All of Queen’s band members were songwriters, but this one could only have come from the pen of lead singer Freddie Mercury, who drew on both soccer crowds and the band’s history for inspiration. “I was thinking about football when I wrote it,” Mercury said. “I wanted a participation song, something that the fans could latch on to. Of course, I’ve given it more theatrical subtlety than an ordinary football chant. I suppose it could also be construed as my version of “I Did It My Way.” We have made it, and it certainly wasn’t easy. No bed of roses as the song says. And it’s still not easy.”
Mercury also took advantage of the fact that he would be doing the singing, composing a swooping melody to which only his powerful pipes could quite do justice. In the song’s closing moments, Freddie’s multi-tracked vocals are joined in the stratosphere by Brian May’s acrobatic guitar solo for an aerial victory lap.
Any sports fan will tell you that the most memorable teams are the ones who overcome long odds and many hardships to get to the summit, and “We Are The Champions” taps into that struggle. Like anyone at the top of any field, the narrator displays a healthy chip on his shoulder (“I’ve done my sentence/But committed no crime.”) Yet he also admits his follies and shows genuine gratitude to those who helped him reach this point.

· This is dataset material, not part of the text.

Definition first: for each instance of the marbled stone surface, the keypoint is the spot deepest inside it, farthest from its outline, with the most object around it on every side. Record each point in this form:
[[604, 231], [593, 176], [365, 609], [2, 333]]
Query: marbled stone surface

Like any champion, Mercury doesn’t fold in the face of his setbacks. If anything, they harden his resolve and gird his loins for the battle, as he makes clear in the stirring final verse: “But it’s been no bed of roses/No pleasure cruise/I consider it a challenge before the whole human race/And I ain’t gonna lose.”
That leaves the chorus, which is part taunt, part acceptance speech, all delirious exultation. Freddie Mercury and Queen proved prophetic with “We Are The Champions.” It might not be the whole human race, but thousands of songwriters and artists have had the chance to take a crack at writing and performing a better celebration of victory, and still no one is quite in their league.